KESİM İHRACATTA ÜÇÜNCÜLÜĞE YÜKSELDİ
Türkiye ‘nin çelik üretiminde dünyada 7. sırada bulunduğunu hatırlatan Özdemir şunları ekledi: “Türkiye, Avrupa’nın en büyük çelik üreticisi pozisyonuna gelmiş durumda. hem de Türk Çelik dalı dışa bağımlılığı azaltma çalışmalarının yanında, ihracatı güçlendirerek ülke iktisadına büyük katkı sağladı. Ocak-Haziran periyoduna baktığımızda, ihracatta geçtiğimiz yılın birebir periyoduna göre yüzde 54’lik bir artış yakaladığımızı görüyoruz. Çelik meblağlarında yaşanan artışın tesiriyle kesim ihracatta, Haziran ayında geçen yılın birebir devrine bakılırsa yüzde 79 ‘luk bir artış ile 2 milyar 025 milyon dolarlık ihracat gerçekleştirdi ve dış ticarette ülke iktisadına en çok katkı veren üçüncü sanayi kolu oldu. Bu sayıyla birlikte demir çelik kesimi, tarihin en yüksek aylık ihracatına ulaştı. Dal oyuncuları olarak, yaşanan bu gelişmeler bizi memnun ediyor. Birebir ivmeyi yılın kalan devrinde de üst hakikat artarak devam ettireceğimize yürekten inanıyorum.”

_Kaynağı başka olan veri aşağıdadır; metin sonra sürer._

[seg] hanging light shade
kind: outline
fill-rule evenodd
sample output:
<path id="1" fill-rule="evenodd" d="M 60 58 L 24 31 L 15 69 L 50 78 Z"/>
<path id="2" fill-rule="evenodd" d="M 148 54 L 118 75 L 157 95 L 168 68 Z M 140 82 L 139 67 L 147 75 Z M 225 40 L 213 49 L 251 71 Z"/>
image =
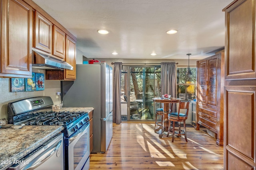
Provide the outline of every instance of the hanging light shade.
<path id="1" fill-rule="evenodd" d="M 187 54 L 187 55 L 188 56 L 188 68 L 187 69 L 187 71 L 186 72 L 186 75 L 192 75 L 192 72 L 191 72 L 191 70 L 190 70 L 190 67 L 189 66 L 189 56 L 191 54 Z"/>

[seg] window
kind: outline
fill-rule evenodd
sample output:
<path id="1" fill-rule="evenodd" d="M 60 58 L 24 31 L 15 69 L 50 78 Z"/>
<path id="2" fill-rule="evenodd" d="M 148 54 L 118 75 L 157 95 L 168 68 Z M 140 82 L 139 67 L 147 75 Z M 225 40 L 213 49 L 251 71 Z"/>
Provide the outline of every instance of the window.
<path id="1" fill-rule="evenodd" d="M 187 75 L 187 68 L 177 69 L 177 96 L 184 100 L 192 100 L 196 98 L 196 68 L 190 68 L 192 74 Z"/>

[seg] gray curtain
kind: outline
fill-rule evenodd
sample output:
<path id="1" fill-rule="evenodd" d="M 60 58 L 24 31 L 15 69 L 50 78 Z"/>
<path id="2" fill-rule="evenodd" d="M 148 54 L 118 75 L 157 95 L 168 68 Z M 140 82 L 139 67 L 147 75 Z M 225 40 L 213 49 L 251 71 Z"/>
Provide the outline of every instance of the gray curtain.
<path id="1" fill-rule="evenodd" d="M 172 98 L 177 97 L 176 64 L 174 62 L 161 63 L 161 94 L 168 94 Z M 174 105 L 176 111 L 176 105 Z"/>
<path id="2" fill-rule="evenodd" d="M 114 63 L 113 75 L 113 122 L 121 123 L 121 71 L 122 63 Z"/>

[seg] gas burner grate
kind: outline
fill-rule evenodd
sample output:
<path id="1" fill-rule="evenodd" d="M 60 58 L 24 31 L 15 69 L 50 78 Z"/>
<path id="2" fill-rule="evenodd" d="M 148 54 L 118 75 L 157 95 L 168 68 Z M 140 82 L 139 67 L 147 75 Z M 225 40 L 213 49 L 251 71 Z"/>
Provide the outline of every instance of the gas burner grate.
<path id="1" fill-rule="evenodd" d="M 86 113 L 86 112 L 81 111 L 40 112 L 19 116 L 15 119 L 15 121 L 25 125 L 66 126 Z"/>

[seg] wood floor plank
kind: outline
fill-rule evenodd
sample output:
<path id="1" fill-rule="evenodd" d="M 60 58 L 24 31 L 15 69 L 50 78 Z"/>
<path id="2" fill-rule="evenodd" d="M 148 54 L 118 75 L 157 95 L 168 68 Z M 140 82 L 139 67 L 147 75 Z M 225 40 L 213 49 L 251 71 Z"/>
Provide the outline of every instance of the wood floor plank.
<path id="1" fill-rule="evenodd" d="M 223 147 L 206 131 L 187 128 L 183 137 L 164 133 L 162 139 L 152 123 L 113 124 L 113 137 L 107 151 L 91 154 L 90 170 L 223 170 Z"/>

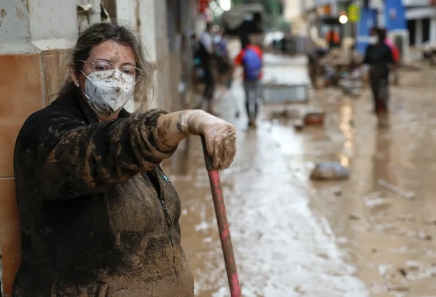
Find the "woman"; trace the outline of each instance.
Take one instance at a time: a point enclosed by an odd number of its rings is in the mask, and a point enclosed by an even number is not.
[[[177,193],[159,167],[188,134],[229,167],[235,127],[203,111],[122,109],[146,99],[153,65],[115,23],[78,37],[71,80],[24,123],[15,153],[22,263],[14,297],[192,296]]]
[[[385,126],[388,124],[389,72],[394,58],[391,49],[385,43],[386,33],[383,29],[373,28],[371,36],[372,44],[367,48],[363,62],[371,67],[369,80],[378,124]]]

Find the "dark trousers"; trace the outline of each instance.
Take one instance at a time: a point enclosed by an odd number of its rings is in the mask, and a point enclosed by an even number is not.
[[[244,81],[244,90],[245,90],[245,108],[249,119],[255,120],[258,117],[259,100],[260,99],[260,81],[259,80]],[[254,107],[252,110],[251,107]]]
[[[204,94],[203,96],[206,100],[210,101],[213,99],[213,94],[215,90],[215,80],[213,77],[213,73],[212,72],[212,67],[210,65],[205,66],[203,70]]]
[[[374,103],[374,111],[377,115],[388,112],[389,76],[371,78],[371,90]]]

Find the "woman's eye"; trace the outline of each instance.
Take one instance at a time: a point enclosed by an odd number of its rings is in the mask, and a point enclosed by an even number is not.
[[[133,71],[132,71],[131,69],[125,68],[123,69],[123,74],[127,74],[127,75],[130,75],[130,76],[133,76],[135,75]]]

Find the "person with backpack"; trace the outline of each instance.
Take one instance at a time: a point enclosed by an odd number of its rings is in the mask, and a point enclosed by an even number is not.
[[[241,37],[241,44],[242,49],[235,59],[235,65],[244,67],[245,106],[249,119],[249,126],[255,127],[260,97],[263,53],[259,46],[251,44],[248,36]],[[254,110],[252,110],[253,106]]]
[[[204,101],[208,103],[207,112],[213,114],[212,110],[212,99],[215,91],[215,79],[212,70],[212,62],[215,57],[213,37],[212,35],[213,24],[208,23],[206,30],[200,36],[199,42],[199,56],[201,61],[203,70],[203,82],[204,83],[204,93],[203,99],[194,109],[201,109]]]
[[[367,48],[363,64],[369,65],[369,80],[373,93],[374,111],[380,128],[389,125],[389,75],[391,67],[395,64],[394,55],[386,43],[385,31],[374,27],[370,31],[370,43]]]

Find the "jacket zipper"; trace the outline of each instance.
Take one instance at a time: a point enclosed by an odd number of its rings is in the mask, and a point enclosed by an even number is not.
[[[155,169],[153,171],[152,174],[156,178],[159,184],[159,191],[156,190],[156,189],[155,189],[155,190],[157,192],[156,194],[158,194],[158,195],[159,196],[159,201],[160,201],[160,205],[162,205],[162,210],[164,213],[164,217],[165,217],[165,221],[167,221],[168,238],[169,239],[169,242],[171,243],[171,246],[173,250],[173,266],[174,268],[174,274],[176,275],[176,278],[178,278],[177,270],[176,269],[176,255],[174,254],[174,244],[173,244],[173,239],[171,236],[171,227],[173,226],[173,221],[171,215],[169,214],[169,212],[167,208],[167,205],[165,205],[165,197],[163,192],[163,187],[162,185],[162,182],[160,181],[160,178],[159,178],[160,172],[157,169],[155,168]],[[143,175],[146,176],[148,181],[150,182],[150,184],[154,187],[154,185],[150,180],[149,176],[146,173],[144,173]]]

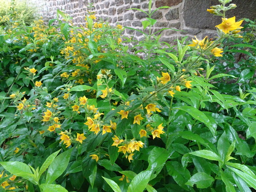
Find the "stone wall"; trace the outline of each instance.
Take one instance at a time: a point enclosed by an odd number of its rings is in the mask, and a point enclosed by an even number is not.
[[[101,17],[111,25],[122,25],[142,29],[141,21],[146,14],[131,8],[148,10],[148,0],[35,0],[41,5],[41,14],[46,20],[56,18],[57,9],[65,11],[73,18],[76,25],[83,25],[87,6],[91,3],[97,18]],[[228,12],[227,17],[236,15],[237,20],[243,17],[256,18],[256,1],[233,0],[238,6]],[[216,35],[215,26],[221,23],[220,16],[206,11],[211,6],[219,4],[217,0],[153,0],[152,10],[161,6],[170,8],[157,11],[153,18],[157,19],[153,31],[169,28],[183,31],[166,30],[161,32],[161,40],[173,43],[177,37],[194,35],[202,38]],[[125,29],[125,35],[138,39],[142,37],[137,31]]]

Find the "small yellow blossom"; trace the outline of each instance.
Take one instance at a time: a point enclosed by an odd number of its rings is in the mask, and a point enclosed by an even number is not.
[[[80,142],[81,143],[82,143],[82,141],[83,141],[84,139],[86,139],[86,137],[84,136],[83,133],[83,134],[79,134],[78,133],[77,133],[77,136],[76,136],[76,141]]]
[[[41,81],[35,81],[35,86],[36,87],[40,87],[42,84]]]
[[[121,115],[121,119],[123,119],[123,118],[126,118],[128,119],[128,114],[129,114],[129,111],[124,111],[124,110],[121,110],[119,112],[117,112],[117,113]]]
[[[18,108],[18,110],[21,110],[24,107],[24,105],[22,103],[19,103],[18,105],[17,106],[17,108]]]
[[[168,73],[162,72],[162,77],[159,80],[161,80],[160,82],[161,83],[164,84],[170,80],[170,77]]]
[[[16,154],[16,153],[17,153],[19,151],[19,148],[18,148],[18,147],[15,147],[15,150],[14,150],[14,154]]]
[[[133,124],[138,124],[140,125],[140,120],[144,119],[143,117],[141,117],[141,114],[139,114],[134,117],[134,121],[133,121]]]
[[[141,130],[139,133],[140,135],[140,137],[146,137],[146,131],[144,130]]]
[[[64,93],[64,96],[62,96],[62,97],[64,99],[67,99],[69,97],[69,93]]]

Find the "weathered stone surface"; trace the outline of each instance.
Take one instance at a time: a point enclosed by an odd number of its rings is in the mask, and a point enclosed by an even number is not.
[[[123,16],[123,19],[124,20],[133,20],[133,13],[126,13]]]
[[[114,7],[112,7],[109,9],[109,14],[110,15],[114,15],[116,13],[116,9]]]
[[[173,6],[182,2],[182,0],[157,0],[156,2],[156,7],[162,6]]]
[[[165,18],[167,20],[174,20],[179,19],[179,8],[174,8],[170,9],[168,13],[167,13],[165,15]]]
[[[123,0],[115,0],[115,3],[117,6],[120,6],[123,4]]]
[[[105,2],[104,3],[105,4],[105,8],[108,8],[110,7],[110,2]]]
[[[242,18],[254,19],[256,18],[256,1],[233,0],[232,3],[238,6],[237,8],[227,11],[226,17],[236,16],[236,20]],[[202,29],[215,29],[215,26],[221,22],[221,17],[214,16],[206,11],[212,6],[220,4],[217,0],[186,0],[184,5],[184,19],[187,27]],[[196,7],[197,9],[193,8]]]
[[[169,28],[176,28],[177,29],[180,29],[181,26],[181,24],[180,23],[180,22],[169,23],[168,27]]]
[[[160,11],[157,11],[153,13],[151,17],[154,19],[161,19],[163,18],[163,14]]]
[[[133,23],[133,26],[134,27],[142,27],[142,24],[141,22],[136,20]]]
[[[118,16],[118,17],[117,18],[119,22],[121,20],[123,20],[123,16]]]

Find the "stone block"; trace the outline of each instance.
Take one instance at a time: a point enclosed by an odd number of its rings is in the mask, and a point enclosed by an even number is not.
[[[133,23],[133,27],[142,27],[142,24],[141,22],[138,20],[135,21]]]
[[[116,6],[120,6],[123,4],[123,0],[115,0]]]
[[[109,14],[110,15],[114,15],[116,13],[116,9],[114,7],[112,7],[109,9]]]
[[[174,20],[179,19],[179,8],[174,8],[170,9],[169,11],[165,14],[165,18],[167,20]]]
[[[156,1],[156,7],[158,8],[162,6],[173,6],[177,5],[182,2],[182,0],[157,0]]]
[[[105,2],[104,4],[105,4],[105,8],[108,8],[110,7],[109,2]]]
[[[177,29],[180,29],[181,26],[180,22],[169,23],[168,24],[168,27],[169,28],[176,28]]]
[[[133,20],[133,13],[126,13],[123,16],[123,19],[126,20]]]
[[[117,20],[118,20],[119,22],[121,20],[123,20],[123,16],[118,16],[117,17]]]
[[[256,1],[233,0],[231,2],[237,8],[226,12],[226,17],[236,16],[236,21],[242,18],[254,20],[256,18]],[[217,0],[186,0],[184,5],[184,20],[187,27],[202,29],[215,29],[215,26],[221,23],[221,17],[214,16],[206,11],[212,5],[220,4]],[[193,8],[197,8],[196,9]]]

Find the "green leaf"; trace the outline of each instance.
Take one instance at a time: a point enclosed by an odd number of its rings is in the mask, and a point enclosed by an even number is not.
[[[46,184],[51,184],[67,168],[73,148],[57,156],[50,165],[46,175]]]
[[[249,126],[246,132],[246,137],[247,138],[252,137],[256,141],[256,122],[253,122]]]
[[[205,188],[209,187],[214,181],[214,179],[212,177],[205,173],[200,172],[191,177],[185,184],[193,187],[196,184],[197,188]]]
[[[0,162],[4,168],[12,174],[22,177],[24,179],[37,185],[39,181],[32,174],[29,166],[24,163],[18,161]]]
[[[117,68],[115,69],[115,73],[121,80],[122,88],[123,88],[124,83],[127,79],[127,73],[126,71],[122,69]]]
[[[42,189],[42,192],[68,192],[60,185],[43,183],[40,185],[39,187]]]
[[[230,167],[229,166],[228,166],[228,167],[238,175],[238,176],[243,179],[250,187],[256,189],[256,177],[252,177],[252,176],[249,174],[233,167]]]
[[[179,109],[185,111],[196,119],[204,123],[210,130],[214,136],[216,135],[216,130],[210,122],[207,116],[202,112],[193,106],[181,106],[175,107],[173,109]]]
[[[72,91],[83,91],[89,90],[95,90],[95,89],[92,87],[88,86],[77,86],[70,89],[70,90],[69,90],[69,92],[71,92]]]
[[[142,192],[150,181],[152,170],[144,170],[136,175],[131,182],[127,192]]]
[[[119,186],[115,181],[112,180],[111,179],[106,178],[103,176],[102,178],[108,183],[108,184],[110,185],[115,192],[122,192]]]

KESİMİN BÜYÜME İVMESİ DEVAM EDECEK
AB’nin yasal mühleti dolduğu için kaldırılması beklenen kota uygulamasını son dakika sonucu ile 3 yıl daha uzattığına vurgu yapan Özdemir, “AB’nin Galvanizli eserlerde süregelen antidamping soruşturması, Uzak Doğu’nun pandemi niçini ile gücünü kaybettiği Avrupa pazarında Türk üreticilerinin de aktifliğini zayıflatıyor. Bu noktada bakanlık, birlikler ve dernekler nezdinde ortak hareket ederek gerekli tedbirleri almamız gerekiyor. Tüzel altyapısı olmayan müdafaa tedbirleri, büyüyen Türk Çelik dalı için bir tehdit ve pürüz oluştursa da bizler uzun devirde Türk Çelik bölümünü büyütmeye devam edeceğiz” diye konuştu.
ÜÇÜNCÜ GALVANİZ ÇİZGİSİ İÇİN ÇALIŞMALAR BAŞLADI
Yıldız Demir Çelik’in 2,5 yılda toplam 200 milyon doların üzerinde bir ihracat sayısına ulaştığına dikkat çeken Özdemir, söyle devam etti: “Kısa vakitte bölümde kıymetli bir pozisyon edindik. Yatırımlarımıza yeni devirde de sürat kesmeden devam ediyoruz. Geçen yıl plana alınan ikinci galvaniz sınırı yatırımının 2021’in son çeyreğinde devreye girmesini bekliyoruz. Bu çizginin devreye girmesiyle 600 bin tonluk mevcut üretim kapasitesini 900 bin tona taşımayı hedefliyoruz. birebir vakitte üçüncü galvaniz çizgisinin da hazırlıklarını yapıyoruz.”